December 16th, 2014
Key Findings
- GFDL’s Earth System Model projects that changes in the production of large zooplankton may be twice as large as those for phytoplankton (Figure 1) by the end of this century.
- There is potential for much larger regional zooplankton productivity changes than global average trends, even greater than 50% in some cases.
- Such changes raise the prospect for significant regional redistributions of marine resources.
- The “amplification” of ocean productivity changes at higher trophic levels arises from changes in consumer-prey interactions that control the flow of energy from phytoplankton to fish.
Charles A. Stock, John P. Dunne, Jasmin G. John. Biogeosciences. DOI: 10.5194/bg-11-7125-2014.
Summary
Earth System Models (ESMs) project that climate change will lead to approximately 1-10% declines in global ocean phytoplankton productivity by the end of the 21st century, under high carbon emissions scenarios. This decline results from projected increases in ocean stratification under global warming, which hinders the supply of deep ocean nutrients to the well-lit surface ocean.
In this paper, we show that climate change projections with GFDL’s Earth System Model further suggest that changes in the production of large zooplankton (krill, for example) may be twice as large as those for phytoplankton (Figure 1). The results also highlight the potential for much larger regional zooplankton productivity changes than global average trends, even greater than 50% in some cases. Such changes raise the prospect for significant regional redistributions of marine resources with implications for regional economies and food security.
We demonstrate that the “amplification” of ocean productivity changes at higher trophic levels arises from changes in the planktonic food web, or the set of consumer-prey interactions that control the flow of energy from phytoplankton to fish. First and foremost, declining phytoplankton production doesn’t just decrease the amount of food zooplankton eat. It also decreases the fraction of that food that contributes to production. Zooplankton require energy to simply maintain their activities before any new biomass is produced. This “maintenance” requirement increases as the ocean warms. With less phytoplankton to consume and increasing maintenance, the fraction of food available for production also declines, accentuating changes in phytoplankton productivity for zooplankton.
Second, large phytoplankton are hurt most by higher stratification.

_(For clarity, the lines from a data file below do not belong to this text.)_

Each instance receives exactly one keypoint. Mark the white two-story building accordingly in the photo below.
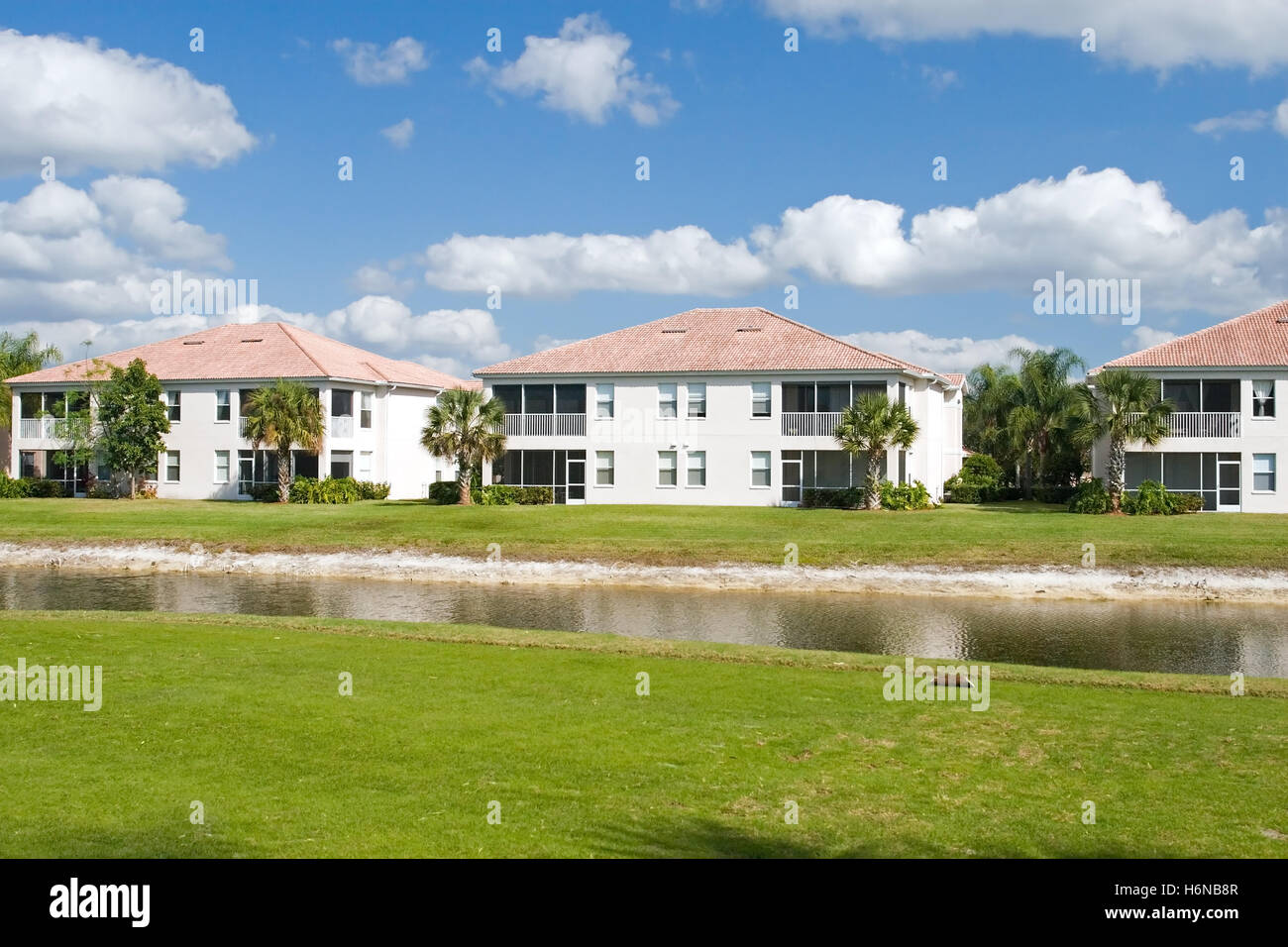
(1227, 429)
(375, 410)
(709, 406)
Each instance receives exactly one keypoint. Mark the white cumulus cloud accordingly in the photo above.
(93, 107)
(584, 71)
(370, 64)
(1153, 34)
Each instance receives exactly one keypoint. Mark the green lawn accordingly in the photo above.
(244, 715)
(991, 535)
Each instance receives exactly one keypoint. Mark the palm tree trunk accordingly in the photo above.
(1116, 472)
(283, 474)
(872, 486)
(463, 480)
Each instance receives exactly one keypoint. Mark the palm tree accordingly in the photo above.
(1043, 408)
(871, 427)
(282, 415)
(20, 355)
(468, 428)
(992, 392)
(1121, 405)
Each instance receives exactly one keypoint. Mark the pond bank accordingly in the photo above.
(1102, 583)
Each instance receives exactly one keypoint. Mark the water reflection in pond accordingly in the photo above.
(1194, 638)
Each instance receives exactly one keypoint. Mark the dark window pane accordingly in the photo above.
(571, 399)
(1183, 394)
(510, 395)
(539, 399)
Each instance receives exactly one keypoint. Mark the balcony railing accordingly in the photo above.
(1202, 424)
(810, 423)
(43, 428)
(545, 425)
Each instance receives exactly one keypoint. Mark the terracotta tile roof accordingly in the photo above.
(743, 339)
(1256, 339)
(257, 351)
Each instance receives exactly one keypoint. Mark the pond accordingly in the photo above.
(1181, 637)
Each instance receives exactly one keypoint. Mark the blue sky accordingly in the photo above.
(738, 132)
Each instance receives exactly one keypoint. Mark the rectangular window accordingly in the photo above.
(245, 472)
(697, 464)
(1263, 398)
(1263, 474)
(604, 401)
(603, 468)
(697, 399)
(342, 464)
(666, 401)
(666, 468)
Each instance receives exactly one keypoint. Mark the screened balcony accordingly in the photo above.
(544, 410)
(812, 408)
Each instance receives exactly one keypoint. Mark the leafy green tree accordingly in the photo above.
(283, 415)
(468, 428)
(870, 428)
(1122, 406)
(18, 356)
(132, 420)
(1043, 411)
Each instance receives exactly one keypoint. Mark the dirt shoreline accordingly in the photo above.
(1073, 582)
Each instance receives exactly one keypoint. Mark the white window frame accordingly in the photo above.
(674, 470)
(690, 470)
(1271, 398)
(690, 399)
(1273, 474)
(605, 393)
(664, 389)
(610, 468)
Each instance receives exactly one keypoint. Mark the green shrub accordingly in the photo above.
(905, 496)
(842, 499)
(265, 492)
(330, 489)
(1090, 496)
(1054, 493)
(979, 480)
(445, 492)
(13, 488)
(373, 491)
(46, 488)
(1153, 500)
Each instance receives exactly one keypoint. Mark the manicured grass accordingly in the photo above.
(244, 715)
(991, 535)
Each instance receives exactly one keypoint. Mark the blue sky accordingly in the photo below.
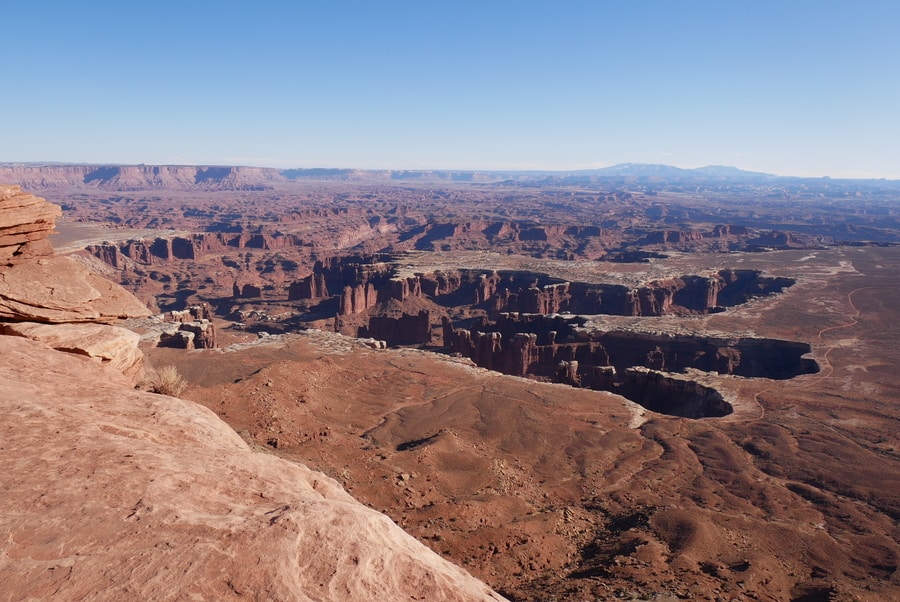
(791, 87)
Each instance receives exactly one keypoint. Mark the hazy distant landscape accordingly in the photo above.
(643, 383)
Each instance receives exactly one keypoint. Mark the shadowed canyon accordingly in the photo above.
(563, 386)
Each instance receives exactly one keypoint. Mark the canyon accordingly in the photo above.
(573, 387)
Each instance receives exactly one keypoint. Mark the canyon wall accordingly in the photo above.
(536, 345)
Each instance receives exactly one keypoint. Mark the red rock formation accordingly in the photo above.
(109, 345)
(25, 223)
(535, 345)
(112, 494)
(405, 329)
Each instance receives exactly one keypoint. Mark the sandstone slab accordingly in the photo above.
(114, 494)
(111, 345)
(59, 289)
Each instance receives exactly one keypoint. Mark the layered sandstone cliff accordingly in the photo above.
(110, 493)
(140, 177)
(56, 300)
(25, 223)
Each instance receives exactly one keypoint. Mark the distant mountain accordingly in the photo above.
(669, 171)
(43, 176)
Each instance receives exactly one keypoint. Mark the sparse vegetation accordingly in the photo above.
(167, 381)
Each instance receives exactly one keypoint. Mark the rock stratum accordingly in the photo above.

Large cells make for less effective scavenging for the diminished nutrient supply expected under climate change, relative to smaller-celled counterparts. While large zooplankton such as krill can eat large phytoplankton directly, small phytoplankton are too small and must first be consumed by smaller zooplankton before benefitting large zooplankton. Less than 30% of the energy in small phytoplankton, however, remains once the small zooplankton’s energetic needs are accounted for. Suppression of large phytoplankton under climate change thus also decreases the efficiency of energy transfer from phytoplankton to fish, amplifying percent productivity declines for higher trophic levels relative to phytoplankton.
The combined impact of the two mechanisms above is felt most strongly in the already unproductive sub-tropical ocean gyres – the large “blue” regions north and south of the equator in panel A of the Figure. In these regions, organisms are already surviving with small energy surpluses relative to demands, and diminished phytoplankton production is sharply felt.
Trophic amplification is not all bad. The two mechanisms work in reverse, amplifying productivity increases, most notably in many regions of the Arctic. Also, enhanced ocean stratification reduces interruptions in ocean productivity caused by deep winter mixing, leading to a tighter coupling between phytoplankton prey and zooplankton consumers. These positive effects, however, are outweighed by the prevalence of phytoplankton productivity declines and the amplification of those declines by the mechanisms above.
There is considerable work to be done to refine projections of ocean productivity changes in this paper, particularly in understanding the complex patterns of regional change in Figure 1. While different ESMs agree on many large-scale patterns, they often disagree regionally. These differences need to be reconciled to fully understand implications for regional fisheries yields. Also, while the planktonic food web dynamics in GFDL’s marine ecosystem model have been closely vetted, some aspects of the model are poorly constrained by existing observations and laboratory work. We are working with NOAA and academic colleagues to fill these gaps.